Tout ceci explique les réserves de l’ONG Survie qui a déposé une plainte il y a un an, avec la Fédération internationale des droits de l’Homme et la Ligue française des droits de l’Homme, contre Paul Barril pour complicité de génocide au Rwanda.
«Si son arrestation n’est pas liée à cette affaire, il sera vraisemblablement relaxé. En revanche, s’il est établi que cela s’est fait dans le cadre de l’enquête, nous serions satisfaits de constater que la justice avance», indique François Cetollier, le responsable du dossier à Survie.

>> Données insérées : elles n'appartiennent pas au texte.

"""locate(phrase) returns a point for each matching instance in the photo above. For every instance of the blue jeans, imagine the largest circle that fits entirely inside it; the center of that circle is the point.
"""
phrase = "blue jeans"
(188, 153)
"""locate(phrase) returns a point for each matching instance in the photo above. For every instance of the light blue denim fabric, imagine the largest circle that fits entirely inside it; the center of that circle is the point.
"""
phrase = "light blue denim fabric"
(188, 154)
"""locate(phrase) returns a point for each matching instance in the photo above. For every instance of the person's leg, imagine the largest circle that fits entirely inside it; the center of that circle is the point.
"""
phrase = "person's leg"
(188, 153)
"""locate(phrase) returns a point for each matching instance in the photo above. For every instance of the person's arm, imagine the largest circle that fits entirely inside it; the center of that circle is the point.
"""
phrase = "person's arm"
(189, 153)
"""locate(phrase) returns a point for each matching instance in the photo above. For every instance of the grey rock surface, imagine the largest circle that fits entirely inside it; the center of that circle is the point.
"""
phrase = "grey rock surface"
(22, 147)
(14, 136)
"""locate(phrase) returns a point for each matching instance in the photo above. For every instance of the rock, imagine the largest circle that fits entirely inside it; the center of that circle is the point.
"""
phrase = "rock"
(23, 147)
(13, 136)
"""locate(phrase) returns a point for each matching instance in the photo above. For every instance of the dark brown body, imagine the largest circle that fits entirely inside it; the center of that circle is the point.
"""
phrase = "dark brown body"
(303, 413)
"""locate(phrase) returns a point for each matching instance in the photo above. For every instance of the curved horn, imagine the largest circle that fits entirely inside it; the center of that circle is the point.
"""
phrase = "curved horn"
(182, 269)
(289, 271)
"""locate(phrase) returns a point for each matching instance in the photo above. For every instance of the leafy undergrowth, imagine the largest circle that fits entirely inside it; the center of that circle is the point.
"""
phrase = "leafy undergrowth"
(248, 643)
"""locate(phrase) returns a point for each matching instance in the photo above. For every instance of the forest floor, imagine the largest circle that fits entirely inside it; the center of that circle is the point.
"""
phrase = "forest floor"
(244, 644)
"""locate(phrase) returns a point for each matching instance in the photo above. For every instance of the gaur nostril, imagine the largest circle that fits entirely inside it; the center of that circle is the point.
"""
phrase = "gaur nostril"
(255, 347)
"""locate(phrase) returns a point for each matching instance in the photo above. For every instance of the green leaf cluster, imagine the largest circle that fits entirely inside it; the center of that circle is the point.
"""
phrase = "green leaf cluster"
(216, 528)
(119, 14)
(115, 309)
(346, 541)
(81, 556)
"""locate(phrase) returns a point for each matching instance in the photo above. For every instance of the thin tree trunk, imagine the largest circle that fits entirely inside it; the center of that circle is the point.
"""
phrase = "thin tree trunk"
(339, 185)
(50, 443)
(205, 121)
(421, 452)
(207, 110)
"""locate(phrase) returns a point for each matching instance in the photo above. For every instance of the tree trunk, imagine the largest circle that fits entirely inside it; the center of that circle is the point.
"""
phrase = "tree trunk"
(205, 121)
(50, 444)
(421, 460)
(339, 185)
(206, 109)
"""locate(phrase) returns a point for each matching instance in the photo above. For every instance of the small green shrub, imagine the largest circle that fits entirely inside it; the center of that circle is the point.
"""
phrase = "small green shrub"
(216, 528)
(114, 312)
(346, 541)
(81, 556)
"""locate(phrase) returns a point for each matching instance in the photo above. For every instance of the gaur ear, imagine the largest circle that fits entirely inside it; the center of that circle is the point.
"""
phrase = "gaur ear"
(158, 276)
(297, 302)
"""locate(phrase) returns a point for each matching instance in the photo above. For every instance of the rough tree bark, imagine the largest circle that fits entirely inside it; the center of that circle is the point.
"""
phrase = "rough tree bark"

Dans tous les cas l’emballement médiatique qui a suivi l’intervention du GIPN au domicile de Paul Barril s’explique par deux choses.
D’abord, cet homme n’est pas un simple quidam. Ex-numéro deux du GIGN, le Groupe d’intervention de la gendarmerie nationale, ancien membre de la cellule antiterroriste de l’Elysée sous François Mitterrand, il avait ensuite conseillé de nombreux chefs d’Etat en Afrique et au Rwanda, notamment. C’est dans ce cadre qu’il négocie un accord de fourniture d’armes et de munition et de formation et d’encadrement avec le gouvernement intérimaire de l’époque, alors que le Rwanda était en plein génocide.
Ensuite, lorsqu’on évoque le nom de Paul Barril, il y a toujours comme «une odeur de poudre», pour reprendre l’expression du CPCR, le Collectif des parties civiles pour le Rwanda.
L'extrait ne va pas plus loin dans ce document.